Shoulder Dislocations. Responses to the 5 survey questions on anterior shoulder dislocation showed little consensus with respect to management. The exception pertained to use of a harness for in-season return to play with a dislocation—92% of physicians preferred management with a harness. Of note, 7 of 10 team surgeons performed anterior stabilization through an arthroscopic approach. Despite historical recommendations to perform open anterior stabilization in collision athletes, NFL and NCAA physicians’ practice patterns have evolved.7 Although return to contact activity was varied among responses, 94% of physicians allowed return to contact within 6 months.
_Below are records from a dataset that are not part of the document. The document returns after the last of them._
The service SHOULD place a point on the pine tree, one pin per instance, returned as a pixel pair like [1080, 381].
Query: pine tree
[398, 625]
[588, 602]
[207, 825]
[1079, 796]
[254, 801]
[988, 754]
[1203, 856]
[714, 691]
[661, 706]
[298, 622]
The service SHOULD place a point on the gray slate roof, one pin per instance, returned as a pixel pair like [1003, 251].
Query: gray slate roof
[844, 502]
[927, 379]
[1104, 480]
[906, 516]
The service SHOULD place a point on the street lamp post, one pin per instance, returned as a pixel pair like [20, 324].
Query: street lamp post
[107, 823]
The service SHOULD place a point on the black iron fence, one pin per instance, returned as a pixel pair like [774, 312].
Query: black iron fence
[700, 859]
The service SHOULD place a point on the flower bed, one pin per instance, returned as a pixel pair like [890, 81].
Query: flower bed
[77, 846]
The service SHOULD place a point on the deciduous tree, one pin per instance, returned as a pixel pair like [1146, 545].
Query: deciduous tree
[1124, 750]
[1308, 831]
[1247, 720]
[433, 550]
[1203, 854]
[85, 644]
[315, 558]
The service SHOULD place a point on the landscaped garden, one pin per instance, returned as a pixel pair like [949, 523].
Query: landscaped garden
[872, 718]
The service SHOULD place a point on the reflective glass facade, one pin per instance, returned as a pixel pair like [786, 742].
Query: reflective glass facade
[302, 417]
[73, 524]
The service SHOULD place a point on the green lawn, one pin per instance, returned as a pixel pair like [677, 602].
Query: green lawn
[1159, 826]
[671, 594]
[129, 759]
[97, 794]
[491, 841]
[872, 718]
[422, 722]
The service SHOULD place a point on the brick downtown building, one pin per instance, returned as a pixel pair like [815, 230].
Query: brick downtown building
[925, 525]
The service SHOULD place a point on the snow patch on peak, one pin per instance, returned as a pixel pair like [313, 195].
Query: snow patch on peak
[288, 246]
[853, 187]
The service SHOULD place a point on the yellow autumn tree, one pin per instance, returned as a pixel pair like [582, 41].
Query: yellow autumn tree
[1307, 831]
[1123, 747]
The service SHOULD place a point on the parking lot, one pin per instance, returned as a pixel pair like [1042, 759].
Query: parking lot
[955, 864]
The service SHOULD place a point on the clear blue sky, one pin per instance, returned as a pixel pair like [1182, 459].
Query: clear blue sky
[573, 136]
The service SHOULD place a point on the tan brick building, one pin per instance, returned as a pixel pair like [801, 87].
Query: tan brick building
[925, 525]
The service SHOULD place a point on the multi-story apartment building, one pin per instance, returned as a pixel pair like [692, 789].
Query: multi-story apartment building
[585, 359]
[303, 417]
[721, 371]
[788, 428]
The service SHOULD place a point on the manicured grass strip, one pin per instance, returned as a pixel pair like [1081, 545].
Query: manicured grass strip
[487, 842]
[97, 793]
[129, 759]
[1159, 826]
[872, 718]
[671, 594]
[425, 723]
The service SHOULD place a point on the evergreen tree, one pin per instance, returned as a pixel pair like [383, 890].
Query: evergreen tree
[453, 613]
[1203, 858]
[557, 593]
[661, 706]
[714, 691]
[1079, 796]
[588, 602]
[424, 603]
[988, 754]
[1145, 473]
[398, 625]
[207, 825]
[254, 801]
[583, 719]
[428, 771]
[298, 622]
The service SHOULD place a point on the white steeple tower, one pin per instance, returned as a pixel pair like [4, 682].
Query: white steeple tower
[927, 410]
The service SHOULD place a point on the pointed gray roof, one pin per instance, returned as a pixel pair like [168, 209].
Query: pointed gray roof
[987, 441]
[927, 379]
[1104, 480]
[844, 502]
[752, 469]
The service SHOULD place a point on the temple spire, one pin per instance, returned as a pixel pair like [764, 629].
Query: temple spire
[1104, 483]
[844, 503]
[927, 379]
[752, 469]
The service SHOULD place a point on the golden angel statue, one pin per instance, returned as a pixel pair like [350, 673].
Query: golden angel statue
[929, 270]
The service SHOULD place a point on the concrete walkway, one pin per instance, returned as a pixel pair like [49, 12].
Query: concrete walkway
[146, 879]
Acromioclavicular Joint Injuries. For college football players, AC joint injuries are the most common shoulder injuries.8 In the NFL Combine, the incidence of AC joint injuries was 15.7 per 100 players.8 Several studies have cited favorable results with nonoperative management of type III AC joint injuries.9-12 Nonoperative management was the preferred treatment in our study as well, yet 26% of surgeons still preferred operative treatment in quarterbacks. Opinions about operative repair of type III injuries in overhead athletes vary,13 but nonoperative management clearly is the preferred method for elite football players. A 2013 study by Lynch and colleagues14 found that only 2 of 40 NFL players with type III AC joint injuries underwent surgery.

For type I and II AC joint injuries that occur during a game, more than two-thirds of the NCAA team physicians in our study favored injecting a local anesthetic to reduce pain and allow return to play in the same game. An even larger majority indicated they gave a pregame injection of an anesthetic to allow play. Similar use of injections for AC joint injuries has been reported in Australian-rules football and rugby.15Medial Collateral Ligament Injuries. Whether bracing is prophylactic against MCL injuries is controversial.16 Some studies have found it effective.17,18 According to our survey, 89% of Division I football teams used prophylactic knee bracing, mainly in offensive linemen but frequently in defensive linemen, too. No schools used bracing in athletes who played skill positions, except quarterbacks. Six schools used bracing on a quarterback’s front leg.

The percentage of teams that used prophylactic MCL bracing was significantly higher in the NCAA than in the NFL. NCAA team physicians generally have more control over players and therefore can implement widespread use of this bracing.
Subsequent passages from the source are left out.